I'm fortunate to have so many women in my work confide in me. I've had women cry in front of me from happiness or from grief. I've had mothers watch their daughters try on bridal shower dresses; two sister's shopping for outfits for their father's premature death; a plus-sized client shriek with joy after fitting into the size she had been working towards; a single mom buying a court-appropriate outfit for a nasty custody battle; and a young woman, after having to go up a size in a pair of jeans, tell me through tears that she had found out her husband was being unfaithful.

I said before that the fitting room can be a place of vulnerability. Perhaps it's because of all the mirrors; the visual tools used for us to point out our flaws and our imperfections and what's wrong with us. It's amazing though, how many women look into a mirror and not only see what they think is physically wrong with them, but they see all their problems and all their worries. 

Many people relate vulnerability with weakness, but I consider it strengthening when you allow yourself to be weak, to shed your skin and to bare your heart. All of these women hear negative voices everyday telling them they aren't good enough, powerful enough, or pretty enough... well I think we are! I love that my job allows me to come into work every single day and help encourage every woman to be proud and happy with who she is and how her body is made. I want to somehow show her that she's worth it, that she can do anything and that she can get through anything and that she's beautiful. I think, maybe, these women have had more influence on me than I have had on them. 

I do not believe a pair of jeans, a dress, or new pair of shoes will save you. Let me rephrase - I KNOW they won't save you. I don't believe in being self-obsessed or prideful or that materialistic things will ultimately bring you happiness.
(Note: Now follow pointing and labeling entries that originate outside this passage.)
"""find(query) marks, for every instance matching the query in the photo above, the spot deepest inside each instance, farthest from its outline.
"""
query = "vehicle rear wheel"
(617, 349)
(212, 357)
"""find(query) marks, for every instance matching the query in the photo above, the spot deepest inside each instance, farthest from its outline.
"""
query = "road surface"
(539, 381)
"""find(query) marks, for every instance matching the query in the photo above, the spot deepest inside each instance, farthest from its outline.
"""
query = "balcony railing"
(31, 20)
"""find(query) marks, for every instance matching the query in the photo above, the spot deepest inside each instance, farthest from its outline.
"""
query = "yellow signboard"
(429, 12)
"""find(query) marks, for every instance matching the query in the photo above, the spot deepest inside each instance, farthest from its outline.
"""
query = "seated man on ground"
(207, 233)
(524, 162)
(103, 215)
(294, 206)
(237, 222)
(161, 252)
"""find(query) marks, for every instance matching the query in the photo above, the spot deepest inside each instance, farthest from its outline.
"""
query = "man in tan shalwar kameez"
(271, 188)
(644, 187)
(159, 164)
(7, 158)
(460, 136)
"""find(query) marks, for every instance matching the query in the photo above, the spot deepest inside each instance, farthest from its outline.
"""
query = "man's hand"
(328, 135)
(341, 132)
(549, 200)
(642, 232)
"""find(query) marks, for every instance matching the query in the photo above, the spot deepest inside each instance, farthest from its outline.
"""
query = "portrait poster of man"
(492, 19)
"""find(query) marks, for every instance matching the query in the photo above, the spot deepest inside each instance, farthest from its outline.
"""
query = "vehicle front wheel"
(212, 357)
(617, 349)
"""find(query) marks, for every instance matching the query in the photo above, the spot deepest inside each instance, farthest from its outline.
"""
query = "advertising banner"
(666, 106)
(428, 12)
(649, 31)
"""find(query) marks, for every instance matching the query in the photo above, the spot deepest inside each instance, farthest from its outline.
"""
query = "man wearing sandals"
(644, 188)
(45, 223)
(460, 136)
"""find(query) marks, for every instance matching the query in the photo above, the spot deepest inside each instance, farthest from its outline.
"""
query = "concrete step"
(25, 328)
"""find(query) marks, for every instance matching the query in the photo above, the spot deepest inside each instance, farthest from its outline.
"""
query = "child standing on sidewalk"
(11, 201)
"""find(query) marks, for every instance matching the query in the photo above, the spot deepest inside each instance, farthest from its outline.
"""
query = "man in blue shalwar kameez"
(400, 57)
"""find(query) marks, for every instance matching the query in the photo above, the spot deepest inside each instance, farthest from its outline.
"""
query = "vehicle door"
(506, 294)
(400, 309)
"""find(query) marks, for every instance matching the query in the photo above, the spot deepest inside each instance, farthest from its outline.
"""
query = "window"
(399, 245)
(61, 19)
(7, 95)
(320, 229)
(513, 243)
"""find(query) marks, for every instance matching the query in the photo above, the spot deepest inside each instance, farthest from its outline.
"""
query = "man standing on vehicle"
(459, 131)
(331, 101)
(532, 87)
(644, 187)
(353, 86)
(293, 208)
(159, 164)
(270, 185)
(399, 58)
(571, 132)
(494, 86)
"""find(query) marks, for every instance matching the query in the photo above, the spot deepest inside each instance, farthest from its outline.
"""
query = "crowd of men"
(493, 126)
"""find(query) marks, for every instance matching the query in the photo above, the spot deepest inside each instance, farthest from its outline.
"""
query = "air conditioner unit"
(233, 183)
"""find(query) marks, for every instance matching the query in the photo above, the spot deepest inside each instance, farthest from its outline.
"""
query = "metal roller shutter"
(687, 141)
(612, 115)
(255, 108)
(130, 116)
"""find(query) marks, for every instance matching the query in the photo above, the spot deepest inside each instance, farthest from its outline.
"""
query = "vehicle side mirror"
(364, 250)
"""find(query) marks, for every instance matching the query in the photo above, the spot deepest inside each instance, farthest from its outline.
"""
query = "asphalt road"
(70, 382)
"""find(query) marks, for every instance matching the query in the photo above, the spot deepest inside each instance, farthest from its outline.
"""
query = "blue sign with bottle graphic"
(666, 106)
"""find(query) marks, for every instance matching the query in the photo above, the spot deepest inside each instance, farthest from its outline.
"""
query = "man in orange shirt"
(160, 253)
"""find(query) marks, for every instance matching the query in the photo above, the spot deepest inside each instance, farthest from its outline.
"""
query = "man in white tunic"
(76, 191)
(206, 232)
I do believe though, that fashion reinforces the fact that each of us was created individually. I believe that confidence is something we all lack, but it's something that continually needs to be built. I believe, myself included, that we need to make a change with who we look to for affirmation and love. My hope is, that my work continues to shine God's light into some really dark places. 

Thanks for listening to my personal ramblings today. I didn't plan on writing this, but I felt the need to. I hope that it will encourage you to be vulnerable, to take a step, or to feel led to encourage someone else today.